How to Be Married (to Melissa) by Dustin Nickerson

How to Be Married (to Melissa) by Dustin Nickerson

Author:Dustin Nickerson
Language: eng
Format: epub
Publisher: Thomas Nelson
Published: 2022-03-29T00:00:00+00:00


Life on Mars

When we moved to Seattle proper, we found the opportunity to leave the church, but that led to one of our first married fights. Melissa wanted to switch to a closer church. I wanted to go, too, but people liked me at the church we had been going to, and I had (still have) a crippling need to be liked. But since the first church was far from where we’d moved, I caved pretty easily. Nothing like a commute to blame for leaving your church. “It’s not you, Pastor; it’s the traffic.”

Religion has the potential to be the biggest point of tension in any marriage. This makes sense, right? Because even though money discussions can be tense, they pale in comparison to “I think your mom is going to spend an eternity in hell” discussions. Because of the nature of religion and faith, the weightiness of the questions they strive to answer, and their potential ramifications in daily behavior—I can think of no issue in marriage with greater ramifications. “Hey, what time do I pick up the kids, and do you think God is real?”

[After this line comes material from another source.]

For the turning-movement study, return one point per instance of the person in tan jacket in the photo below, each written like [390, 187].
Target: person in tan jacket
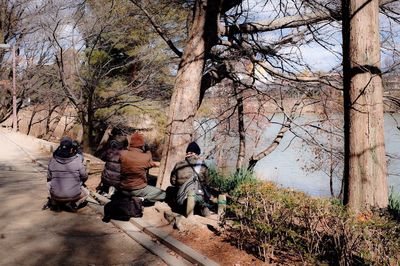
[135, 163]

By no means does this imply you have to agree on everything. That’s impossible and not even remotely healthy. But you do have to be open and you have to discuss it. You can’t have an agenda to convince the other spouse to join your team, and you can’t make isolated decisions on how to raise the kids.

Melissa and I have had more than our fair share of disagreements over religion, the Bible, prayer, and their impact and execution in our family. But I look back on that first little fight, and it might have been the last time we had a disagreement to do with our faith. Since then when we disagree, it’s not a debate—it’s a discussion. And I think that’s the key. Because faith is so personal, it’s easy to feel attacked and condemned when someone as close to you as a spouse has contempt toward you. Our faith is not something we do; it’s who we are. People don’t just practice Islam; they are Muslim. It’s an identity, so in a marriage it has to be handled delicately with the utmost love and respect for the other person.

Our new church was called Mars Hill Church, which was then pastored by a guy named Mark Driscoll. If you’ve never heard of either, well, enjoy that Google search. Much has been said about Mark and Mars Hill, and even though this is a marriage book that is hardly even about marriage, it’s also not the platform for a church scandal tell-all. But the circumstances that led us to Mars Hill and away from Mars Hill are pretty telling of our respective faith journeys.

Mars Hill represented a lot of things, but the main thing it offered us was that it was something different. It was cool, the music was loud, the preacher was funny, the walls were black, and it felt like Seattle. It felt like us.